I need to prove that a connected graph exists such that it has exactly $k$ spanning trees ( for $k \neq 2$)
my proof:
Each cycle in a graph is connected, because a cycle is a set of edges such that one edge is connected to the other edge's tail, and the vertices are unique (no repetitions). Each cycle with length $k$ has exactly $k$ spanning trees and they are, all the $k$ options to start from ($k$ vertices in the cycle to start from) meaning that for any $k \neq 2$ I can find a connected graph with $k$ spanning trees.
I would like to hear your thoughts... Thank you!
I would like to offer a different approach which I think is very interesting. This is based on Kirchoff's Theorem, also known as the matrix tree theorem.
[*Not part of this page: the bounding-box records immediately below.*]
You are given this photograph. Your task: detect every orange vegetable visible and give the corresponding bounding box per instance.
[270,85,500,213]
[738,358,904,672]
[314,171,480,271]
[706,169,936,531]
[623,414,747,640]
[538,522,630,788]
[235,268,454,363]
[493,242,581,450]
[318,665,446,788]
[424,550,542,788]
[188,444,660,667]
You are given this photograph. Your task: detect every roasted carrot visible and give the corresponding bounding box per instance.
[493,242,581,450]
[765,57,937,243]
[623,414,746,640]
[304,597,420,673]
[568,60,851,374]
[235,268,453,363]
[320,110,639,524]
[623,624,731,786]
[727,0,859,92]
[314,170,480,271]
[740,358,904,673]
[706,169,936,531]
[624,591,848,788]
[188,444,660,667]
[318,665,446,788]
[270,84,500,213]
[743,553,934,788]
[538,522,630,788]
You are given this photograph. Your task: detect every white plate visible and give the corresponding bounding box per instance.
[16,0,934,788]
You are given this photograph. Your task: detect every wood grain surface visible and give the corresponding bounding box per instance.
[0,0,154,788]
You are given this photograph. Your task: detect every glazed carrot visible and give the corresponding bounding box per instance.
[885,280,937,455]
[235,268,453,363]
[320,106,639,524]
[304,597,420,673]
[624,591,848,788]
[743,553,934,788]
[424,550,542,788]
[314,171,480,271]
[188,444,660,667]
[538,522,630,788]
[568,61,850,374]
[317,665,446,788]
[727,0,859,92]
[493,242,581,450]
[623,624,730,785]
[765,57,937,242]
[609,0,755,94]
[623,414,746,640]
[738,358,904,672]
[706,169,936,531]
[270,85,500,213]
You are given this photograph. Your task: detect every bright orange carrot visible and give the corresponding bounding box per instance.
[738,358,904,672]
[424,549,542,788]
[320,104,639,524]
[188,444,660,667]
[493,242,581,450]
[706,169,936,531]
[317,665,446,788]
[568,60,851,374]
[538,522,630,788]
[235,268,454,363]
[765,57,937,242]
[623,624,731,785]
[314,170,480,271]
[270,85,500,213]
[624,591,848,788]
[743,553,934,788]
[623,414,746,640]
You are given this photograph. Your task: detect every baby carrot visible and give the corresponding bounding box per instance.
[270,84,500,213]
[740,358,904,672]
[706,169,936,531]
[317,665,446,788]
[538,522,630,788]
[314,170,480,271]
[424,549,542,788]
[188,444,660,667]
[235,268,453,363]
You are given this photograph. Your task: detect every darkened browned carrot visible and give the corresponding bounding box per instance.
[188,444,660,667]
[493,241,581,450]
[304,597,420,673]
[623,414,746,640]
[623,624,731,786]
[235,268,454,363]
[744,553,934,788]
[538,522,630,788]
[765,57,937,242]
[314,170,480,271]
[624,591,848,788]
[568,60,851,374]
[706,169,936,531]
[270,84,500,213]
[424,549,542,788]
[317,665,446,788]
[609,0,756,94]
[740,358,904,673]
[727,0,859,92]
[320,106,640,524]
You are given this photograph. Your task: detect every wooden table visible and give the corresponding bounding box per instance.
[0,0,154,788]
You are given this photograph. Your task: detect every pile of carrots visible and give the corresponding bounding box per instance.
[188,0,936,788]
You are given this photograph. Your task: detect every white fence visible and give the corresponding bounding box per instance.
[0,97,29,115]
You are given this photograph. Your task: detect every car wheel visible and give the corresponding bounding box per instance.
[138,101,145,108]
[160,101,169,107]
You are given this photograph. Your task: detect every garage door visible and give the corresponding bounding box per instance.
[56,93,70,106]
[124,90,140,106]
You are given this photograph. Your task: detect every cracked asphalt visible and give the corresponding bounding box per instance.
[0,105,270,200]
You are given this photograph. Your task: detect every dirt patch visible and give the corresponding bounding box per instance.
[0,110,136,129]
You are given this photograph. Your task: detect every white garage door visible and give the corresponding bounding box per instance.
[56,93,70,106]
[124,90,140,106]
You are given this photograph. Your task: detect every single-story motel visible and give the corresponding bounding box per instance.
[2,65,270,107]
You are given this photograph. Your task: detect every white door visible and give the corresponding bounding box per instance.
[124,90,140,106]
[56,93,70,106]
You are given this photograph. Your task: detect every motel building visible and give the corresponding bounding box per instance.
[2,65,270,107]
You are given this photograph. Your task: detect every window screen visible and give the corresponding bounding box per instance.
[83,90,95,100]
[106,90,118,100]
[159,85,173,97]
Going by it, if $A(G)$ is the adjacency matrix of a connected graph and $\lambda_1, \lambda_2,...,\lambda_n$ are its non-zero eigenvalues, then the number of spanning trees of $G$ is
$$ \tau(G)=\frac{1}{n}\lambda_1 \cdot\lambda_2\cdot... \cdot\lambda_{n-1}. $$
Using this you can verify that your proposed graph does indeed have $k$-spanning trees, but perhaps can find more graphs with $k$ spanning trees using this.